Ursula von der Leyen heeft de Hongaarse premier Orbán stevig de les gelezen in het Europees Parlement, direct nadat hij daar woensdagmorgen de prioriteiten van het Hongaarse EU-voorzitterschap had gepresenteerd. Orbán ‘gooit problemen over de schutting’, ‘laat buitenlandse inmenging in de EU toe’ en blijft maar proberen tegen de afspraken in olie en gas van Rusland te kopen.
Het is uiterst ongewoon dat de voorzitter van de Europese Commissie de premier van een lidstaat zo rechtstreeks in het openbaar op z’n falie geeft. In het diplomatie verkeer tussen partners, en dat zijn de EU-landen, blijft harde kritiek vaak binnenskamers. De voorzitter van de Europese Commissie is bovendien benoemd door de regeringsleiders, onder wie Orbán. Maar het is wel de taak van de Commissie toe te zien op de naleving van Europese afspraken, en Orbán houdt zich daar niet altijd aan.
De aanwezigheid van de Hongaarse premier in Straatsburg gaat al sinds dinsdag gepaard met gedoe. Hongarije is dit half jaar voorzitter van de ministerraden van de EU en het is gebruikelijk dat de regeringsleider van zo’n land het parlement toespreekt.
‘Warm’ welkom
Vanwege de schendingen van de rechtsstaat in Hongarije hadden verschillende partijen aangekondigd hem een ‘warme’ ontvangst te geven. Er waren protestmanifestaties in de wandelgangen en boegeroep in de plenaire zaal. Orbán sloeg dinsdag al terug door een lange persconferentie te geven, en sloeg woensdag zijn tegenstanders de wapens uit handen door zijn toespraak zakelijk te houden en kalm de prioriteiten van het Hongaarse voorzitterschap op te sommen. Daaronder ook hardere maatregelen tegen migratie, maar daar zijn ook de centrumrechtste partijen in het parlement voor. Volgens Orbán heeft migratie gezorgd voor ‘geweld tegen vrouwen, antisemitisme en homofobie.’

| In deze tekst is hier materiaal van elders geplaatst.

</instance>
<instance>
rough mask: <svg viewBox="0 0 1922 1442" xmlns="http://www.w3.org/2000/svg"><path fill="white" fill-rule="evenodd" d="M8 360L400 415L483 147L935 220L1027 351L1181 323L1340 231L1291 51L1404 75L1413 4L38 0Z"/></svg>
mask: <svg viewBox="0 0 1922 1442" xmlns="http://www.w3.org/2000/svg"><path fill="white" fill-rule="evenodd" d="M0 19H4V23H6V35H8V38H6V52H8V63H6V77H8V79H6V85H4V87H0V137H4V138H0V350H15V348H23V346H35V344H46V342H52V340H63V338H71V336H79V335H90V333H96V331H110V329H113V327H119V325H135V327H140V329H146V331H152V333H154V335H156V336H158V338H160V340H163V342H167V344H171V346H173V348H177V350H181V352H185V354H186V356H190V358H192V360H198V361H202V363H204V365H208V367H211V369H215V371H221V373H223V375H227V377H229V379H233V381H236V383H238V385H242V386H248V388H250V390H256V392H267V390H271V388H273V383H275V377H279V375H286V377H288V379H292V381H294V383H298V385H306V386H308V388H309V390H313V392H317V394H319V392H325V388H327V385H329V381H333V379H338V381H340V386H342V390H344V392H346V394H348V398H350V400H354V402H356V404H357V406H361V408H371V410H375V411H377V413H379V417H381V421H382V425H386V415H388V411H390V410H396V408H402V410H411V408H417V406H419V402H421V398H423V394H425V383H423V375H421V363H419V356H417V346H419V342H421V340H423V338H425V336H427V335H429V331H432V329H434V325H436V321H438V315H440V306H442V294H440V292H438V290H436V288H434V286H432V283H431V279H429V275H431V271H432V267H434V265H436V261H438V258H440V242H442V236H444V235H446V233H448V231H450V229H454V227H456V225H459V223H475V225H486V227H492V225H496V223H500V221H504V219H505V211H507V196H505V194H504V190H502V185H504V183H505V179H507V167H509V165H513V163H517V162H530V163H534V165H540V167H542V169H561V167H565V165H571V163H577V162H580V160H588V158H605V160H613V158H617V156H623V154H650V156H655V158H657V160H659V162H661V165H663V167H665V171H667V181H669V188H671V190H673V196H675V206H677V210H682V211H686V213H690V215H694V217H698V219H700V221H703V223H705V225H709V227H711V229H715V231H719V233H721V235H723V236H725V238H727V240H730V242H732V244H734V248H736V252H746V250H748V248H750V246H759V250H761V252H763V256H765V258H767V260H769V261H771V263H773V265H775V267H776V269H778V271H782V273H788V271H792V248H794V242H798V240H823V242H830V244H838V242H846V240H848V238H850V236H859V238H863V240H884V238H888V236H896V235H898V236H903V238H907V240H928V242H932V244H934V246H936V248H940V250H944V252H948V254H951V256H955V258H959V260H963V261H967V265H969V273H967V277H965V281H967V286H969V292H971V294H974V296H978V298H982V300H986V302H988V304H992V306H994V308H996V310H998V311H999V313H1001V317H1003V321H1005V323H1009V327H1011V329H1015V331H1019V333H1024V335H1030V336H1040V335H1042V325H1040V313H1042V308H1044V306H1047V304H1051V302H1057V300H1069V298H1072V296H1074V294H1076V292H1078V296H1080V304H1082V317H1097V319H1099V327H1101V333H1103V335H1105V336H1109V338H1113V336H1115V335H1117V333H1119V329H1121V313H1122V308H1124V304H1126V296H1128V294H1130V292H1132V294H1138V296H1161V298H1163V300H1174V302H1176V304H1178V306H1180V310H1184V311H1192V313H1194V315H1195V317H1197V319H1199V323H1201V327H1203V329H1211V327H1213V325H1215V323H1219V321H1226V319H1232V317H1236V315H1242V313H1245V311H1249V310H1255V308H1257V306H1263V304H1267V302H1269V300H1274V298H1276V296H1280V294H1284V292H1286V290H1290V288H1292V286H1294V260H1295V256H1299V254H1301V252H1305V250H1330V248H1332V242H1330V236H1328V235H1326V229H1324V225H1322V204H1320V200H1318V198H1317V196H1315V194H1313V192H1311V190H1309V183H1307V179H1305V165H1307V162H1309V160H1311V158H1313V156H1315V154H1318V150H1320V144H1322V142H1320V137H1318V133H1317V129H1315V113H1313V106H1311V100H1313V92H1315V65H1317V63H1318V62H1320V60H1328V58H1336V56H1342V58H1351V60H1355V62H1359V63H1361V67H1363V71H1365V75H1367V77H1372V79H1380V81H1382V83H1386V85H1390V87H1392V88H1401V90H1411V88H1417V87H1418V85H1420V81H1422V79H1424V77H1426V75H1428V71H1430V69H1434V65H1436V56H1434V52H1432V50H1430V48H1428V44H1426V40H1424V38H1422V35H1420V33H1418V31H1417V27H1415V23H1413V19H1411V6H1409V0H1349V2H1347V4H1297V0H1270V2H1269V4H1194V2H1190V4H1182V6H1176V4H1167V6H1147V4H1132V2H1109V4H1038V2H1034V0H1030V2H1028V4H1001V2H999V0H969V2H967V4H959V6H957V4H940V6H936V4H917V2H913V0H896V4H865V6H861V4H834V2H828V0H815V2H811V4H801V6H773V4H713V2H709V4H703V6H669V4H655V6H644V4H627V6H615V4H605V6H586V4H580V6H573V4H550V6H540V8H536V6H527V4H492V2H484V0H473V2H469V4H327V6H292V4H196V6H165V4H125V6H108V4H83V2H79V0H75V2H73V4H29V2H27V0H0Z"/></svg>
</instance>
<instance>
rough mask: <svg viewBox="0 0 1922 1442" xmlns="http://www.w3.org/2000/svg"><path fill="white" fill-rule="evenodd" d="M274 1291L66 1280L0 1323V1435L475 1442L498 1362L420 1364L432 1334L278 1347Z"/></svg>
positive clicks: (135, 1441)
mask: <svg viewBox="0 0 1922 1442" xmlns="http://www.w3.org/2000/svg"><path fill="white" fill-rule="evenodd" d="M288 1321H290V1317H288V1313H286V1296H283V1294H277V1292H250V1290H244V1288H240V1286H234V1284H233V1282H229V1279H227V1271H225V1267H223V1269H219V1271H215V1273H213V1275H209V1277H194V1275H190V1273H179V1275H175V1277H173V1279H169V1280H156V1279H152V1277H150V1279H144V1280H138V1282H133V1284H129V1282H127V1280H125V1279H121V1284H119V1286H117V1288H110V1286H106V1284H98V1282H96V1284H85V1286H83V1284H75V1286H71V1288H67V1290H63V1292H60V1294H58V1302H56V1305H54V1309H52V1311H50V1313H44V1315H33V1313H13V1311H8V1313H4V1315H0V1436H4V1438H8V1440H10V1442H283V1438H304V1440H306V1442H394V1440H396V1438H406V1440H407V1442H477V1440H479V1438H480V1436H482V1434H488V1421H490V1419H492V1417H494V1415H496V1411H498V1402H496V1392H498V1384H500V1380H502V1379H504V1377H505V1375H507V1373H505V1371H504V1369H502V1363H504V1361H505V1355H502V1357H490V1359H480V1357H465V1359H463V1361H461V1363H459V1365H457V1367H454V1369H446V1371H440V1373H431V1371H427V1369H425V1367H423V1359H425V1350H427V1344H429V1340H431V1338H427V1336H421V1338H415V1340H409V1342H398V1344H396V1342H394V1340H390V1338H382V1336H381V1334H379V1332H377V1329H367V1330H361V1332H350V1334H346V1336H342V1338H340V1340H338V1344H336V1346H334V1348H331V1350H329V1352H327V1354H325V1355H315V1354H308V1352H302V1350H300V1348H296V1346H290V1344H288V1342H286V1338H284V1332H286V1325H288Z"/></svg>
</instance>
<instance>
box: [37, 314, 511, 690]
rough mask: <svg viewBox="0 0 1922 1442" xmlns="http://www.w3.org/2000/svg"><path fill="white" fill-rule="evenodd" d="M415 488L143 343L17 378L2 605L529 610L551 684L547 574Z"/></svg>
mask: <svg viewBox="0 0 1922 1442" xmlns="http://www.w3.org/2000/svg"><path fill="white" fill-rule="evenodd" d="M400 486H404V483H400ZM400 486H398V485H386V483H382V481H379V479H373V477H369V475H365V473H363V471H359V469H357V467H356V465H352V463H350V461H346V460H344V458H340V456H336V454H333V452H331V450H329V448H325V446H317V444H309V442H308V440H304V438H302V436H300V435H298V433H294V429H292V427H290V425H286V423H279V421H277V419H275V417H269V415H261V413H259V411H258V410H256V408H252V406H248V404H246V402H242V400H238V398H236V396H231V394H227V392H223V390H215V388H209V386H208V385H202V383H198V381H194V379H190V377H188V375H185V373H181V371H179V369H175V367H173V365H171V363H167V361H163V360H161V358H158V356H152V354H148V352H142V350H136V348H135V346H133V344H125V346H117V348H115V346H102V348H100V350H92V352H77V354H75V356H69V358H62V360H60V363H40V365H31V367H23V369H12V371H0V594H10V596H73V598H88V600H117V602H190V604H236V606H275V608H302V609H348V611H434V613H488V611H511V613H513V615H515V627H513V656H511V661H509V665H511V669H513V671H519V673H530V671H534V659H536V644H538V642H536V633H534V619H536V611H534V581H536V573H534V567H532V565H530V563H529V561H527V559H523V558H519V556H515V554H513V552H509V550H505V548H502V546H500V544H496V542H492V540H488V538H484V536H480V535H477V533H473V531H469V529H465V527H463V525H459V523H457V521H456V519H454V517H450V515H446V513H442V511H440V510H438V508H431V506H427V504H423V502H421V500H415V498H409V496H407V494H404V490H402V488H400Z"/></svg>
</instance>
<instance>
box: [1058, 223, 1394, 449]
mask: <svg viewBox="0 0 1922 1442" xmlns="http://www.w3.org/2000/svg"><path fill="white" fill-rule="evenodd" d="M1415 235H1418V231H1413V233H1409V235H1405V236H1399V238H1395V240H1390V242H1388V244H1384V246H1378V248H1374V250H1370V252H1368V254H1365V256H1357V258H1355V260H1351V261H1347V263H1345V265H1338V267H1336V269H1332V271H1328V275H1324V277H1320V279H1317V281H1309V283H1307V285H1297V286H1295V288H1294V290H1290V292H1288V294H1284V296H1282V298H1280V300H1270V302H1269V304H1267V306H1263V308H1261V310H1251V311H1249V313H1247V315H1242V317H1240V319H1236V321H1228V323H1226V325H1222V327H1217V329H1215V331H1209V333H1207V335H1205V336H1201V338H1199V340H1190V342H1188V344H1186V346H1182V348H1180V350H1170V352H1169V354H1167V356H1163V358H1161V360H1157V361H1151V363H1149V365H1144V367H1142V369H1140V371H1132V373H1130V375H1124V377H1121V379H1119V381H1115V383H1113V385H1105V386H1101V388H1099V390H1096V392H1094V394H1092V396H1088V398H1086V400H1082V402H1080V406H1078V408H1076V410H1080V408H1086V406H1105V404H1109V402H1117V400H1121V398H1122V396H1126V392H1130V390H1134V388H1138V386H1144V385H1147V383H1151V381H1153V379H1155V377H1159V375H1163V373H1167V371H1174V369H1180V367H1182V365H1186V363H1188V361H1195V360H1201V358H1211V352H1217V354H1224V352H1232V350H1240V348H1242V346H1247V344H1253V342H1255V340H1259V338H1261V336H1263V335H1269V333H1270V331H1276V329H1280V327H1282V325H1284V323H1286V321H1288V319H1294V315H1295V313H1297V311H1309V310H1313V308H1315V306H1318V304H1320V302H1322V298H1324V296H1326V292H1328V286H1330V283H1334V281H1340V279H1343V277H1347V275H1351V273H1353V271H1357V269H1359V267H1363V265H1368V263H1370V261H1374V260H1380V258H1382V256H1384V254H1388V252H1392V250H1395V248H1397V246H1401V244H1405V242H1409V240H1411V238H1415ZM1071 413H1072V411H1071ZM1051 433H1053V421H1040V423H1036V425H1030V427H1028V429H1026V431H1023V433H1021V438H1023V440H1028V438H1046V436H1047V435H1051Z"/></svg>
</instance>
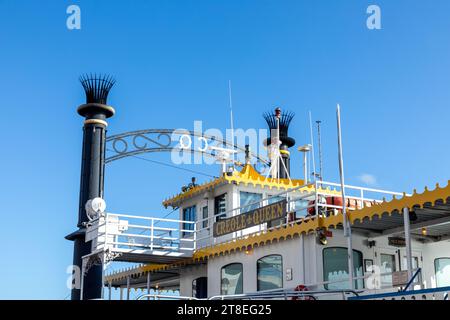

Een tiental uiterst linkse Europarlementariërs zette na zijn rede het van origine Italiaanse partizanenlied Bella ciao in, maar voorzitter Roberta Metsola wees hen erop dat ‘het hier niet het Eurovisie Songfestival is’.
Toen was het woord aan Von der Leyen. Zij mengde haar kritiek in haar bespreking van de nijpende problemen waarmee de EU nu wordt geconfronteerd: de oorlog in Oekraïne, de Europese concurrentiekracht en migratie.
Na een opsomming van Russische wreedheden: ,,En toch zijn er nog steeds mensen die de schuld van deze oorlog niet aan de indringer geven, maar aan de slachtoffers. Niet aan de machtswellust van Poetin, maar aan het verlangen van Oekraïne naar vrijheid. Dus ik wil hen vragen: zouden ze de Hongaren ooit de schuld geven van de Sovjet-invasie van 1956?”